Students & Visa Denials
Some students are confused when, after presenting an I-20 Form (Certificate of Eligibility for Nonimmigrant Student Status) from their chosen school in the U.S., they find they are not qualified for a student visa. Just as with visitors, Section 214(b) requires students to show they will leave the U.S. after they finish their studies. An I-20 Form is one of several documents that allow an applicant to apply for a student visa, but cannot guarantee qualification. If it appears a student's purpose is not to obtain an education that will advance their life in their home country, but will instead allow an indefinite stay in the U.S. for themselves or their family, the student will not qualify for a visa.
To reapply you must start the visa application process again. You are advised to reapply only if there are significant changes in your circumstances that were not presented at your previous visa interview.
Further Instructions & Information:
In the absence of significant changes in the case or your circumstances it is unlikely that you will be issued a visa
Please consider the full cost of reapplying for a visa before you start the visa application process again
You will be required to fill out new visa application forms and pay all the fees and charges again
There is no limit to the number of times you may apply for a U.S. nonimmigrant visa
To reapply for a visa, click here.
If the consular officer suspends further action on your case under Section 221(g) of the Immigration and Nationality Act (INA), then it means that your visa application was not complete, or that it requires further administrative action. It may be that you did not bring all the required documents with you to the interview, or possibly another U.S. government agency must review your visa application before the consular officer can make a final decision about your case. If your application is placed on hold under Section 221(g), then you must follow all the instructions given to you when the consular officer temporarily suspended action your visa application.

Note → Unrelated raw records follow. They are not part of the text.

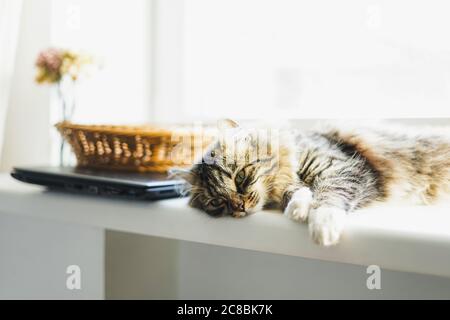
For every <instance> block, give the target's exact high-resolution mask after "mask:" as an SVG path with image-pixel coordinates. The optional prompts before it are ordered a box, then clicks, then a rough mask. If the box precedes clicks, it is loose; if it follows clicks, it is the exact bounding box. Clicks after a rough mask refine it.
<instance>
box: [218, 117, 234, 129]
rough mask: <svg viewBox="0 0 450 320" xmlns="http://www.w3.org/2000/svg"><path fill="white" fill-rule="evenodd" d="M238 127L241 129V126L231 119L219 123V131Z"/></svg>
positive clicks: (233, 120)
mask: <svg viewBox="0 0 450 320" xmlns="http://www.w3.org/2000/svg"><path fill="white" fill-rule="evenodd" d="M237 127H239V124H238V123H237V122H236V121H234V120H231V119H221V120H219V121H217V128H218V129H219V130H226V129H234V128H237Z"/></svg>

Further Instructions & Information:
If you were requested to wait until the U.S. Embassy contacts you, then please do not phone the Embassy or make an appointment. Your case requires further administrative processing and the Embassy will contact you once this processing has been completed.
You may be required to fill out a new visa application form. Refer to the instructions given to you at the time your visa application was temporarily denied.
If you reapply for a visa within one year of a Section 221(g) suspension, then you will not need to pay the visa application fee again.